Silence assourdissant

Or, la première indemnisation versée s'est faite pour la moto de Florent. Les deux autres véhicules du couple, endommagés également pendant le cyclone, sont toujours dans l'attente. Et concernant la maison, cela n'avance guère mieux. Actuellement, le couple doit vivre chez la sœur de Florent, dans le sud de l'île.
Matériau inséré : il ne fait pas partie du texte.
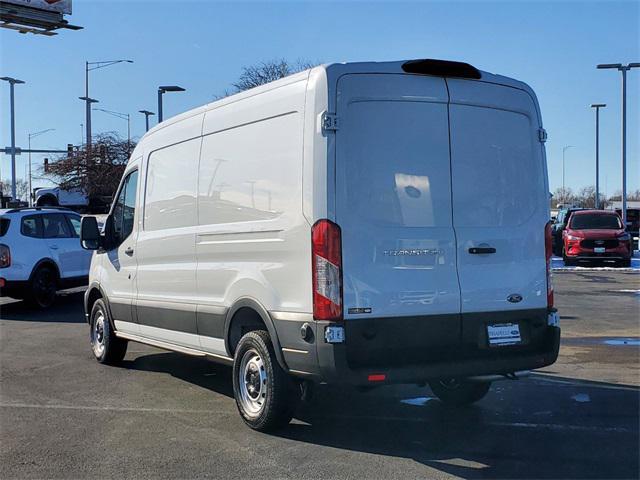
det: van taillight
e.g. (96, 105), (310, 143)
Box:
(0, 244), (11, 268)
(311, 220), (342, 321)
(544, 222), (553, 308)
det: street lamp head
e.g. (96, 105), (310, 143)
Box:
(0, 77), (25, 85)
(596, 63), (622, 69)
(158, 85), (185, 93)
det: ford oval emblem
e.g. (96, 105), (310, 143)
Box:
(507, 293), (522, 303)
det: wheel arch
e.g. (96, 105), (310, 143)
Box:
(224, 297), (289, 372)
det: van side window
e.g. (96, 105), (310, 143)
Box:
(113, 170), (138, 246)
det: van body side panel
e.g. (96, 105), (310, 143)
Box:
(447, 79), (549, 314)
(335, 74), (460, 330)
(195, 79), (312, 356)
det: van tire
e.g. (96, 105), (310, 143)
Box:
(233, 330), (300, 432)
(429, 379), (491, 407)
(89, 298), (128, 365)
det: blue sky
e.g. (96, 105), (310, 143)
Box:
(0, 0), (640, 194)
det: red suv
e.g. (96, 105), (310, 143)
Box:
(562, 210), (633, 267)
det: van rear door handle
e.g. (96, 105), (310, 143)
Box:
(469, 247), (496, 255)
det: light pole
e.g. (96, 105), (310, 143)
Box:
(138, 110), (155, 132)
(591, 103), (607, 208)
(94, 108), (131, 154)
(158, 85), (184, 123)
(562, 145), (575, 202)
(27, 128), (55, 207)
(0, 77), (25, 201)
(80, 60), (133, 152)
(597, 62), (640, 229)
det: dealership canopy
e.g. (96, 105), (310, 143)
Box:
(0, 0), (82, 36)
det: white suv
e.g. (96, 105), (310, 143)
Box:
(0, 207), (91, 308)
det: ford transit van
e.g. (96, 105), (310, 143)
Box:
(82, 60), (560, 430)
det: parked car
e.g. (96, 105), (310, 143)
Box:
(81, 60), (560, 430)
(0, 207), (91, 308)
(562, 210), (633, 267)
(551, 206), (584, 257)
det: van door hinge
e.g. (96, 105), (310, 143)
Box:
(538, 127), (547, 143)
(322, 112), (338, 133)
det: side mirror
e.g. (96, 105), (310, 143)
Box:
(80, 217), (101, 250)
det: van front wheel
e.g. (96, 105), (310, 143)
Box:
(429, 378), (491, 407)
(233, 330), (299, 431)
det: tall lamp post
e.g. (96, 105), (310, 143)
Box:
(591, 103), (607, 208)
(94, 108), (131, 154)
(80, 60), (133, 152)
(597, 62), (640, 229)
(158, 85), (184, 123)
(562, 145), (575, 201)
(27, 128), (55, 207)
(138, 110), (155, 132)
(0, 77), (25, 201)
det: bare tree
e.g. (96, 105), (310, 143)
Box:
(231, 58), (318, 93)
(44, 133), (135, 202)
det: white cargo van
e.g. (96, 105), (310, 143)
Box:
(82, 60), (560, 430)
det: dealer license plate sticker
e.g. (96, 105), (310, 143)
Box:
(487, 323), (522, 347)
Loin de leur boulot et de l'école de leurs deux enfants.

Les innombrables coups de fil à l'assurance ne font pas avancer leur dossier. Tout est à refaire à la maison, et pourtant, ils n'ont encore rien touché en termes d’indemnités. Même son de cloche du côté de leur banque. Florent souhaite geler le crédit de la maison fraîchement acquise en 2019 pour pouvoir respirer un peu. Mais il n'obtient pas de réponse.

Enfin, la famille Hoareau plaide pour une solution de relogement. Là aussi, Florent déplore le manque de communication des bailleurs sociaux. "Par l'intermédiaire de la mairie, on nous a dit qu'on pourrait visiter au moins deux logements d'urgence," souffle-t-il.

Dans l'attente de solutions pérennes pour avancer et commencer la reconstruction de leur maison, la famille Hoareau peut compter sur la solidarité de leurs proches, voisins et collègues de travail. Mais ils l'assurent : le chemin est encore long avant que leurs vies ne retrouvent un semblant d'équilibre.